The notion, David Quammen writes, that the human world can ever be bracketed, separated, from the nonhuman world of animals, ecosystems, and the still undiscovered mysteries out there, is given lie by our susceptibility to the world's lesser understood aspects. Rampant population growth, exploding agricultural industry, and ecosystem destruction suggest that our relationship to the world around us is not what it once was. We have crossed a threshold. We no longer simply inhabit the world. As Michel Serres writes, we weigh upon it. It is not that our embeddedness within the world is something unique, rather, that the role of people in the biosphere has become outsized. Thus, we are confronted with novel challenges.
Foremost among these emergent concerns, Quammen writes, are the role that zoonotic diseases play in the present, and future, of the human prospect. The animal kingdom, both through our husbandry of domestics and our increasingly inescapable closeness to the wild, is now brought into more direct contact with people. Often these interactions take place in circumstances that are patently unsanitary and unhealthy for both man and beast. New phenomena arise from novel circumstances, and we can never fully prepare ourselves for the next big thing.
As coyotes and rabbits, hawks and deer, have become forcibly acclimated to life alongside and within human society, with fewer ecosystems to exploit, and as cattle and pigs, chicken and game meat are more widely slaughtered and traded, viruses, once confined to obscure existences in relatively untouched corners of the geographical and microbial world, are adapting to the human sphere and to human hosts. If the thrust of evolution is adapt or perish, then we must expect our tangled world of things to exploit the breadth of possibility. These tentative forays into a brave new viral world are bound to catch populations of people unawares. As our global interpenetration increasingly connects all people to all places, the risk of being caught unprepared is broadcast. The illness of Singapore quickly becomes the outbreak of Toronto, Lagos and Rio.

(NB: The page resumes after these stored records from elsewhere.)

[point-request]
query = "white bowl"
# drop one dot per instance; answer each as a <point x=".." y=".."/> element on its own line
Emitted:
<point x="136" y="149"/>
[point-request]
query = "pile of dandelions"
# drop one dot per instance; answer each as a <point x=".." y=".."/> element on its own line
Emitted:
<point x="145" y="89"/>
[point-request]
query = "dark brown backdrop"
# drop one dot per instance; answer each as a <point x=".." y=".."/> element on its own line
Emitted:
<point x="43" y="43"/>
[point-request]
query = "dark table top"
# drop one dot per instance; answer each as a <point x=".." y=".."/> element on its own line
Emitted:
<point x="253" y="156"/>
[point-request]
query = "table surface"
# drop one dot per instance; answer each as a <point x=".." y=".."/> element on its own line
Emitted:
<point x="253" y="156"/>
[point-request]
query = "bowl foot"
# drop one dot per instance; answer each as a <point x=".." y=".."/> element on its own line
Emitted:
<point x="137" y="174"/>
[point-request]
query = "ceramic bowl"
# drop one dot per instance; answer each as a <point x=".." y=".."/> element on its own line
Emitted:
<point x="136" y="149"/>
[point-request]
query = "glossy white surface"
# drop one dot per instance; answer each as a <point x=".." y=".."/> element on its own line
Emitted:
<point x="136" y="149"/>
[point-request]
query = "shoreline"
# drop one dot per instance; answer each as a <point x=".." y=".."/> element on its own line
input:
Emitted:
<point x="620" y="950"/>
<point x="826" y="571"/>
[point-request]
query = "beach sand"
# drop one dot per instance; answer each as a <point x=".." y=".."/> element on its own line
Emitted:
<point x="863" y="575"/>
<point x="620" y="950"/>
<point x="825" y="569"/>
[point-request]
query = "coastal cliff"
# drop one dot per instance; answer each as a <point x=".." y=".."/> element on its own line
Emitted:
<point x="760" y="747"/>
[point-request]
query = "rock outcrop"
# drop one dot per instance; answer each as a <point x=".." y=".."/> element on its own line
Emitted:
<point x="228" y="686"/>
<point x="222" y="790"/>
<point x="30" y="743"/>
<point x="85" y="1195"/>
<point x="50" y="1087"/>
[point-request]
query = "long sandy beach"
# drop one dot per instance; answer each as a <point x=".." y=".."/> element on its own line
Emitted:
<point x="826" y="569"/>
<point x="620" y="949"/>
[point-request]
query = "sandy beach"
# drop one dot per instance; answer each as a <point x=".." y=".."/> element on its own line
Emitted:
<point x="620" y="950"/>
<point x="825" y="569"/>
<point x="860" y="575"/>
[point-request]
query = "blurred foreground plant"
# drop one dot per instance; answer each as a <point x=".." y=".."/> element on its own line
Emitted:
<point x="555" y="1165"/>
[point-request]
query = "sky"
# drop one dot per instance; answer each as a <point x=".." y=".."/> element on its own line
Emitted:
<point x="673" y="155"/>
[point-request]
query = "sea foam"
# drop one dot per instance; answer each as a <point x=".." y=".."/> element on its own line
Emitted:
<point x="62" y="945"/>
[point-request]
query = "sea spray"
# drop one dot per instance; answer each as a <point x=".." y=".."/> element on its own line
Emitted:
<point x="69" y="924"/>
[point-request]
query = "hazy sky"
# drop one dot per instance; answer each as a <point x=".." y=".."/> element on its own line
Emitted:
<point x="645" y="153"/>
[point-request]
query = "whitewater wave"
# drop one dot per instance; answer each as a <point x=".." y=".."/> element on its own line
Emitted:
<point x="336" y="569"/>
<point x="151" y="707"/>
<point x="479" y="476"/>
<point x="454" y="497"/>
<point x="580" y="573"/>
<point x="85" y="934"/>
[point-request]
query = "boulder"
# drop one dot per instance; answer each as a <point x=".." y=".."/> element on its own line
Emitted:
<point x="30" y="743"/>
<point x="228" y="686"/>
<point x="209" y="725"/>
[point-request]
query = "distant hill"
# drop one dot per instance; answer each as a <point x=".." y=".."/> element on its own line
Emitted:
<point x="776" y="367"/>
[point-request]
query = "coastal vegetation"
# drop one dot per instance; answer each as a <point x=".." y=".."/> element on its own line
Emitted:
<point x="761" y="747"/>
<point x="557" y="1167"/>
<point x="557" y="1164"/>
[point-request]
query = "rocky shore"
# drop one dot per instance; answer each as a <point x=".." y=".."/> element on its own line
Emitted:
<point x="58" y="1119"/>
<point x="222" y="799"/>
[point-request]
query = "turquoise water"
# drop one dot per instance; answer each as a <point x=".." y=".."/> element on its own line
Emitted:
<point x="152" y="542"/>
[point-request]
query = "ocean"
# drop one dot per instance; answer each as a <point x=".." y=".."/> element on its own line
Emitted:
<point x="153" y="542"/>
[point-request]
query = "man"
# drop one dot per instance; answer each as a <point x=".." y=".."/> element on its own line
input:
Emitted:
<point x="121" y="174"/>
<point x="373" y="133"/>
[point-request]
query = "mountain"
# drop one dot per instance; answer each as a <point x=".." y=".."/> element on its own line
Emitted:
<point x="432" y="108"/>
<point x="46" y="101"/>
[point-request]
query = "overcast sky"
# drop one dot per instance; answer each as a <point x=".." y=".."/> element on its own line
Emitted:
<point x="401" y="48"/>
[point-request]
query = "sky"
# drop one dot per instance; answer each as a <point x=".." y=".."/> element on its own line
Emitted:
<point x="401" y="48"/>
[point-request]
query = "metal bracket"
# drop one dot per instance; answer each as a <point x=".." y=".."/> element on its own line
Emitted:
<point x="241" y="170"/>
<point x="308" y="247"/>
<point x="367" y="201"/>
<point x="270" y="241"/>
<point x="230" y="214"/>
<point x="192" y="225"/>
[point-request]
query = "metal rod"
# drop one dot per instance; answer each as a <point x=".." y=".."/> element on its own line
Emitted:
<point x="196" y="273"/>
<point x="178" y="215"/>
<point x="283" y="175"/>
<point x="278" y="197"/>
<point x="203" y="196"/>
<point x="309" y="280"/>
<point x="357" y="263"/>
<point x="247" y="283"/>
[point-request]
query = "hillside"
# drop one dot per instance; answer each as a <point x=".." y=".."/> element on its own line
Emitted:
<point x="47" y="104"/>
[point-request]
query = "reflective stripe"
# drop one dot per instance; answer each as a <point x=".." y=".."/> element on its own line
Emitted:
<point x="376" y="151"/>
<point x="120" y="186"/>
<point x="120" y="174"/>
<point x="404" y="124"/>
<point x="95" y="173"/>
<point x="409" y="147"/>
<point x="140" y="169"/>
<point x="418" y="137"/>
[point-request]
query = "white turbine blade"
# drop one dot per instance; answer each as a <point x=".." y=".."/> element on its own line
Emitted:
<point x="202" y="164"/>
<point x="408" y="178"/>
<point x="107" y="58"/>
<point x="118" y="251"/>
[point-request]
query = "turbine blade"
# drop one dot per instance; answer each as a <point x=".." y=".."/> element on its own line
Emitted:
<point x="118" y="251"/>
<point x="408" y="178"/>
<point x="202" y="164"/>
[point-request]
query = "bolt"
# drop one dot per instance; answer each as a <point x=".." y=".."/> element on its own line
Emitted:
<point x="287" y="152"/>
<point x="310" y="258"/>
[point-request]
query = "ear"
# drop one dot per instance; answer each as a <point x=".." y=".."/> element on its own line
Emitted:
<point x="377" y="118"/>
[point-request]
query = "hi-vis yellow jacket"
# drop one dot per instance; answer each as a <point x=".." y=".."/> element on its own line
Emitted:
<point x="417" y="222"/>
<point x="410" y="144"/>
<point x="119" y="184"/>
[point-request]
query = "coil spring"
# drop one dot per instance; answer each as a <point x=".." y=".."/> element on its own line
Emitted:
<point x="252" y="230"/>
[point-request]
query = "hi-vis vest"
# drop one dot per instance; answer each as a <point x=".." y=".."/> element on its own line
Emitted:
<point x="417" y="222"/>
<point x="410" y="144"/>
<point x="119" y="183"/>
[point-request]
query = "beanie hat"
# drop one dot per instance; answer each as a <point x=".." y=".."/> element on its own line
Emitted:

As we reach our fingers across the globe and into the depths of unexplored realms, is it any wonder that we have loosed phenomena which outstrip even our most scientific and modern epistemologies? Encountering more of the world means that we must develop our own understandings. Ways of knowing continually evolve, not only to meet the unexplained within ourselves, but to make sense of the heretofore unknown. As our envelopment of the world grows we will continue to be confronted with uncertainty, with the previously unimaginable. How this uncertainty informs our decisions and our actions is of crucial importance. We are left to wonder: will humans ever be adequately prepared to meet the world in all its complexity and awesomeness? Will we ever be able to forecast the next big thing?